Specific embodiment 2: vertical strip capacitor structure and manufacturing method thereof.

As shown in FIG. 6 , in this embodiment, the same manufacturing method as in Embodiment 1 is used to manufacture two strip-shaped deep groove structures S22 side by side. The production range of the length of the deep trench under the existing technology is 5-200 microns; the width of the deep trench in this embodiment is 3-5 microns; the depth of the deep trench is less than the thickness of the wafer substrate S21, which can be 60-500 microns; The distance between the deep grooves is 2-5 microns; the shape of the deep grooves is a rectangle or an "S" polygon.

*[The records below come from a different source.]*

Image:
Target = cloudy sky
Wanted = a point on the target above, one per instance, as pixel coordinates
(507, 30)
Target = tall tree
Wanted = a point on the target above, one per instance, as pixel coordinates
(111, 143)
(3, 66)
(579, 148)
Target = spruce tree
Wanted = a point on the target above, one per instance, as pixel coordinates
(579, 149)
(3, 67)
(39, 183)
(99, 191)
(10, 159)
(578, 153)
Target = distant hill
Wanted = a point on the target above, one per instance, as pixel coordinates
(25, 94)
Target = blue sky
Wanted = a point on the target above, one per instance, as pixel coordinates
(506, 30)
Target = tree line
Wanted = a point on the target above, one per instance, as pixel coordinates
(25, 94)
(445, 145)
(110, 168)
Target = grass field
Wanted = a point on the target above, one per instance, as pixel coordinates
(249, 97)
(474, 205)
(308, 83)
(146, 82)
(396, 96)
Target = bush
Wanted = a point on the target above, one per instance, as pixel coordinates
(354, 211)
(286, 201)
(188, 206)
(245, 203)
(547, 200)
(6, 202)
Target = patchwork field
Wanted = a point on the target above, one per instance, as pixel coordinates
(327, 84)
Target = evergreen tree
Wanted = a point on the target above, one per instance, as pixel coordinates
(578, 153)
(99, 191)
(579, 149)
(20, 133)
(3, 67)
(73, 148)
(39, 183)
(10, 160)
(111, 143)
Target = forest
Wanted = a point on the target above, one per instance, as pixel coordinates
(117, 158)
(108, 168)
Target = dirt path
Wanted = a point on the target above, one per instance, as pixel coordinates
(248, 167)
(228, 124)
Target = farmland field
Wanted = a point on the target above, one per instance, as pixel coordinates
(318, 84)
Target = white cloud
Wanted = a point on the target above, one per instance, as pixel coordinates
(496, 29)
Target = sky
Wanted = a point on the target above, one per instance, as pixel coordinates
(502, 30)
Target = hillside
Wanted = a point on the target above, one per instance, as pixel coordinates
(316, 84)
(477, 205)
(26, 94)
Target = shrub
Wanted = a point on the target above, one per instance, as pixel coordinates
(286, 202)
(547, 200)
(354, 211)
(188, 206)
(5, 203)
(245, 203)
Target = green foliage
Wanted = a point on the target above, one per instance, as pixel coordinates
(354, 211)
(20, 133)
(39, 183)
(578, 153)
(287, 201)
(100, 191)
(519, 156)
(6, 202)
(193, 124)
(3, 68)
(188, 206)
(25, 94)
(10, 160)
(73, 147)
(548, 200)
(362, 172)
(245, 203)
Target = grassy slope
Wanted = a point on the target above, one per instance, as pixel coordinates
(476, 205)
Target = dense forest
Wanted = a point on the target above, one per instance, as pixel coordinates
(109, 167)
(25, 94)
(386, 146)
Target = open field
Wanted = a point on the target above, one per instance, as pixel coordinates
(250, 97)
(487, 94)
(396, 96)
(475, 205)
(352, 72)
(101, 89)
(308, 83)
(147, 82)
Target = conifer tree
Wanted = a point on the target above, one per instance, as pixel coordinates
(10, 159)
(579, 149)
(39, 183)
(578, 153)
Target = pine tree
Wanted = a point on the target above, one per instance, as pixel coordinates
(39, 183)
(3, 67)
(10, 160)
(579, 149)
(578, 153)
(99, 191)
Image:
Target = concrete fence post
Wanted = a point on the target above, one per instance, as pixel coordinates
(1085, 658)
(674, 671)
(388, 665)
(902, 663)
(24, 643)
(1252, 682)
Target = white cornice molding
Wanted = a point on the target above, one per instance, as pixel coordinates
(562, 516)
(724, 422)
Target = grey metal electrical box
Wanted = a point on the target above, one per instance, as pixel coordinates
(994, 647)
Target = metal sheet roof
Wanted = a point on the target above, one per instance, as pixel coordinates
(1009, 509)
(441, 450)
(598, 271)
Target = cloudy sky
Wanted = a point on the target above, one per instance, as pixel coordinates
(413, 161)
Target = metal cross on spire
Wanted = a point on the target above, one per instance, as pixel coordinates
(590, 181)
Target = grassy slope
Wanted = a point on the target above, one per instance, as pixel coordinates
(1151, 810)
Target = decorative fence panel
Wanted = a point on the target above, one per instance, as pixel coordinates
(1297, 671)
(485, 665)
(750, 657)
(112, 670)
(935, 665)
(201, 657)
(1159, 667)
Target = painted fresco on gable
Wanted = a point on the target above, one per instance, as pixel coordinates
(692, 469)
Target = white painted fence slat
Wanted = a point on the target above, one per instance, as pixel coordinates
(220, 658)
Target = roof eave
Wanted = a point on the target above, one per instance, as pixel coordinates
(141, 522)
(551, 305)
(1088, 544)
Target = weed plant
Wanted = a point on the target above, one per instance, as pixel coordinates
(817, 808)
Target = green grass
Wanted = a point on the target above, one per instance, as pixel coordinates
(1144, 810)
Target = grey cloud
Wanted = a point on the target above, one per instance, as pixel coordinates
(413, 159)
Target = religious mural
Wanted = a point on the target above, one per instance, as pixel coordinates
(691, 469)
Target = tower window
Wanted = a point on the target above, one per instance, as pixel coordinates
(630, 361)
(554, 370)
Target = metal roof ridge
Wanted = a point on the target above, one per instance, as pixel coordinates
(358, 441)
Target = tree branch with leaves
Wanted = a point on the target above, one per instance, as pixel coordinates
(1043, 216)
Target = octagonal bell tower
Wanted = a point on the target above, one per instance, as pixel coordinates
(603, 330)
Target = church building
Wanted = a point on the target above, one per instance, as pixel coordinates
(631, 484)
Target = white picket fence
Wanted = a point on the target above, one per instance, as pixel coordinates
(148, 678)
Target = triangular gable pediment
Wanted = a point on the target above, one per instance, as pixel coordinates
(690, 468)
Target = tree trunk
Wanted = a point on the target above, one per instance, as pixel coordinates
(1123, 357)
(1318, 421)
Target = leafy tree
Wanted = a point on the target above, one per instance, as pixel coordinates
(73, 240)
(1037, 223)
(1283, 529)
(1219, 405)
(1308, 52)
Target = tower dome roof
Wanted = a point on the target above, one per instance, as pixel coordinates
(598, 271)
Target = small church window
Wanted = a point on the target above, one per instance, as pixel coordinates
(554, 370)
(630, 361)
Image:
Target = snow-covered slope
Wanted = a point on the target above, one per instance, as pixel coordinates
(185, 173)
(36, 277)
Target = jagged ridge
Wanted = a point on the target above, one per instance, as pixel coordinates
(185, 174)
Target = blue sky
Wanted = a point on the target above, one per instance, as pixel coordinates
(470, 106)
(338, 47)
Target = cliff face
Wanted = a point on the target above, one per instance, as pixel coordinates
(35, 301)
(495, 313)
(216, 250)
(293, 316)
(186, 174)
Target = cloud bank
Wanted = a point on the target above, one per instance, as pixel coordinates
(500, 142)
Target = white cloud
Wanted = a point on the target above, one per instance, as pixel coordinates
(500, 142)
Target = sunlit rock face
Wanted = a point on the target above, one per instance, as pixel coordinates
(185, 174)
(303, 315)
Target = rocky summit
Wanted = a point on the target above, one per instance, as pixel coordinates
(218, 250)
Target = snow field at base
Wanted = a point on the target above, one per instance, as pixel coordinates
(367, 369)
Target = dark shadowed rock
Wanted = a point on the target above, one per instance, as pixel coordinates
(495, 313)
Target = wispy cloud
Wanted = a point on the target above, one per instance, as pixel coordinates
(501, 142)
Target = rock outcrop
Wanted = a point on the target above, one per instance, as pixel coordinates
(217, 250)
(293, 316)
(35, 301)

As shown in FIG. 7 , in this embodiment, the same fabrication method as in Embodiment 1 is used to deposit an insulating layer 201 and a conductive layer 202 in the deep trench S21 until the deep trench is filled.

As shown in FIG. 8 , the silicon between the conductive layers 202 is etched by deep reactive ion etching technology to form a strip-shaped deep trench structure S23 .

As shown in Figure 9, the deep trench S23 is filled with silicon nitride, silicon dioxide, tantalum oxide, titanium oxide, zinc oxide, lead zirconate titanate, and barium strontium titanate by plasma enhanced chemical vapor deposition or vacuum adsorption technology. One of them forms a dielectric layer 203 .

As shown in FIG. 10 , in this embodiment, the same fabrication method as in Embodiment 1 is used to thin the back of the wafer substrate until the conductive layer 202 is exposed.

Specific embodiment 3: vertical strip capacitor interdigitated parallel structure.

As shown in Figure 11, this embodiment uses the manufacturing method in Embodiment 2 to manufacture three vertical strip capacitors on the same wafer substrate, wherein 301 is an insulating layer, 302 is a conductive layer, and 303 is a dielectric layer , and then use the surface interconnection process to form the interdigitated electrode S32 to form a parallel capacitor structure.

The above descriptions are only preferred embodiments of the present invention, and are not intended to limit the present invention. For those skilled in the art, the present invention may have various modifications and changes. Any modifications, equivalent replacements, improvements, etc. made within the spirit and principles of the present invention shall be included within the protection scope of the present invention.

Claims (4)

1. A manufacturing method of an upright return-shaped capacitor structure, comprising the steps of: Step 1, using deep reactive ion etching technology to form a deep trench structure perpendicular to the bottom surface of the substrate on the wafer substrate; Step 2, depositing an insulating layer on the inner sidewall of the deep trench structure and the upper surface of the wafer substrate; Step 3, depositing a conductive layer on the insulating layer; Step 4, filling a dielectric material in the deep trench formed by the conductive layer to form a dielectric layer; Step 5, removing the dielectric layer and the conductive layer on the upper surface of the wafer substrate; Step 6, thinning the lower surface of the wafer substrate until the conductive layer is exposed. 2. The manufacturing method of a vertical loop capacitor structure according to claim 1, characterized in that, the shape of the deep groove can also be a circular ring or a polygonal ring. 3. A manufacturing method of an upright strip capacitor structure, comprising the steps of: Step 1, making two strip-shaped deep groove structures side by side on the wafer substrate; Step 2, depositing an insulating layer on the inner sidewall of the strip-shaped deep trench structure and the upper surface of the wafer substrate; Step 3, filling the deep groove between the insulating layers with conductive material to form two strip-shaped conductive layers; Step 4, removing the wafer substrate and insulating layer between the two strip-shaped conductive layers by means of etching to form an upright deep trench structure equal in height to the conductive layer; Step 5, filling the deep trench structure formed in step 4 with a dielectric material to form a dielectric layer; In step 6, thinning is performed on the back of the wafer substrate until the conductive layer is exposed. 4 . The method for manufacturing a vertical strip capacitor structure according to claim 3 , wherein the strip shape includes a rectangle or a polygon.